DevOps’s active collaboration is one way to address these challenges, and the QA police needs advanced solutions and alternative testing methodologies to overcome the constraints of testing composite applications. Challenges emerge when development shops embark on these initiatives with a service-oriented architecture and cloud service integration to test interdependent functional components. DevOps teams relying on third-party cloud services also need to consider security and access limitations as they apply QA testing practices frequently throughout the development lifecycle. For instance, a cloud service delivered on a pay-per-transaction model may incur significant cost when QA teams test application components against it frequently.
In some cases, compliance and privacy restrictions on application data may not allow for testing until later in the development cycle when additional layers of security are applied. Making the application too complex and distributed to accommodate a software overhaul to remove production defects. Sanitization of data for privacy and security also becomes an out-of-scope process of large manual efforts, preventing QA and Ops teams to keep pace with the faster Agile Dev processes. And perhaps most importantly for Big Data applications and testing environments, traditional mockups and stubs barely suffice.

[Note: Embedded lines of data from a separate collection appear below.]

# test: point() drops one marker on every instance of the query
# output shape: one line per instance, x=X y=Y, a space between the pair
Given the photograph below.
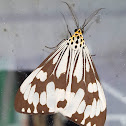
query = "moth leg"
x=73 y=15
x=66 y=25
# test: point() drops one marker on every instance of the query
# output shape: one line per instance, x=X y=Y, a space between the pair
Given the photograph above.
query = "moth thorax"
x=76 y=40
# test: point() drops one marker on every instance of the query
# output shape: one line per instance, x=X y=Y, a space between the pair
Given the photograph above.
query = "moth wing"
x=34 y=95
x=89 y=98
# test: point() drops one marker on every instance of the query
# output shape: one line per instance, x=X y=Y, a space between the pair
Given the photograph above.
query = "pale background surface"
x=27 y=26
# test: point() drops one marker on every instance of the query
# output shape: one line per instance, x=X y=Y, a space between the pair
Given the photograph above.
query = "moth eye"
x=75 y=46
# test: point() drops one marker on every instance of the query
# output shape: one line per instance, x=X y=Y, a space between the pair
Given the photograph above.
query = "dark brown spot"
x=75 y=46
x=75 y=30
x=61 y=104
x=77 y=37
x=77 y=42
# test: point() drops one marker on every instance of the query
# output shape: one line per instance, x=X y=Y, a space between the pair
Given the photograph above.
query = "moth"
x=66 y=82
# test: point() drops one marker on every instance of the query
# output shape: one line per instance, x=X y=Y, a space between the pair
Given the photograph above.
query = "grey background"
x=27 y=26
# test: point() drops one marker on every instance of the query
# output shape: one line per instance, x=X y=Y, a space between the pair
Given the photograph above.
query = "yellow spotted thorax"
x=77 y=40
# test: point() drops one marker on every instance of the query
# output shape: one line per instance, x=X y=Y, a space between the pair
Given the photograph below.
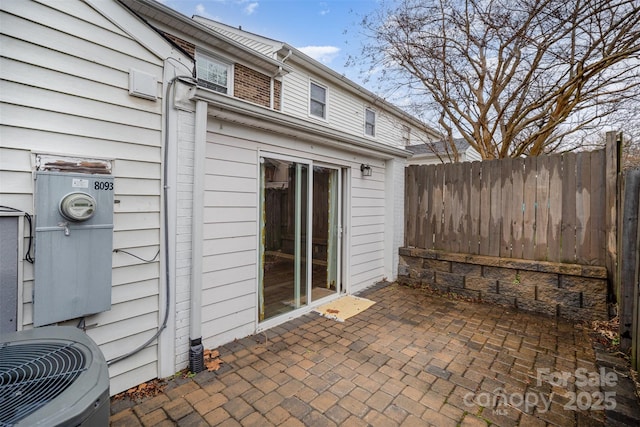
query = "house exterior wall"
x=231 y=214
x=345 y=110
x=65 y=91
x=253 y=86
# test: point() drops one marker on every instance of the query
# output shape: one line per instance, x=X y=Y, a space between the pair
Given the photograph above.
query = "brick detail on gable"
x=190 y=48
x=253 y=86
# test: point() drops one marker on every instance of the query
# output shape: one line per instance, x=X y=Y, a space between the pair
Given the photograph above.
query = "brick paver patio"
x=410 y=359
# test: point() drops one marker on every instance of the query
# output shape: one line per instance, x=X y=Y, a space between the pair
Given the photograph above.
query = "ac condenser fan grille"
x=32 y=374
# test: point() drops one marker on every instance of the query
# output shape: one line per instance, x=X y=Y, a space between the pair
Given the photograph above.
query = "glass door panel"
x=284 y=236
x=325 y=226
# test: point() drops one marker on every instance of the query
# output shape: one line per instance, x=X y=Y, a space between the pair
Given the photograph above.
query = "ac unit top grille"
x=32 y=374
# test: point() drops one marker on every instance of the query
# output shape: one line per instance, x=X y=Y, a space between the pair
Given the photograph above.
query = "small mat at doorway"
x=344 y=308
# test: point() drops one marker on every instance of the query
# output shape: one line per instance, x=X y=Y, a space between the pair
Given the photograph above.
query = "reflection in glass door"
x=290 y=237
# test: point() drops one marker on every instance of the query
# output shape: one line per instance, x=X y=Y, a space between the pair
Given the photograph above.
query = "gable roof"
x=159 y=13
x=278 y=49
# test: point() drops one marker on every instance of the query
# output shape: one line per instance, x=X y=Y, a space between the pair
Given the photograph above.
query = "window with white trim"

To meet these challenges, teams can utilize a parallel testing approach to perform live testing using the service virtualization layer as a baseline for the production environment. This testing system simulates the behavior, performance and data of the real targeted services, allowing QA teams to perform agile test runs throughout the development lifecycle by:
- Enabling broader test coverage especially in negative test scenarios.
- Performing load testing efficiently for scenarios that require slow response times.
- Simulating testing environments of services restricted due to security and regulatory compliance concerns.
- Re-creating service behavior and introspecting desired service interfaces without incurring the actual cost of using these services.
- Reducing the overall service infrastructure cost.
- Testing the impact of cloud migration and datacenter consolidation on applications.
- Keeping pace with Agile development sprints to enable Agile QA and Ops.
- Creating a unified approach to performing development and testing simultaneously by distributed teams to enable continuous integration.
- Accelerating development to enable continuous delivery.
- Allowing testing without disrupting the operation of essential information systems or exposing sensitive data to potential cyber threats.
The DevOps movement is widely embracing the trend of service virtualization in a bid to enhance test coverage, practicality, accuracy and cost-effectiveness while avoiding risks surrounding security, privacy and compliance. DevOps teams are in a continuous struggle to accelerate time-to-market while maximizing software quality, which prompts parallel development and testing to identify and resolve defects early in the development lifecycle. And according to a recent research study, service virtualization allows development teams to identify 60 to 90 percent more defects at least one step earlier in the development process.
Service virtualization today is not very common, but it is clear that it will be an essential additional component to the modern software delivery pipeline.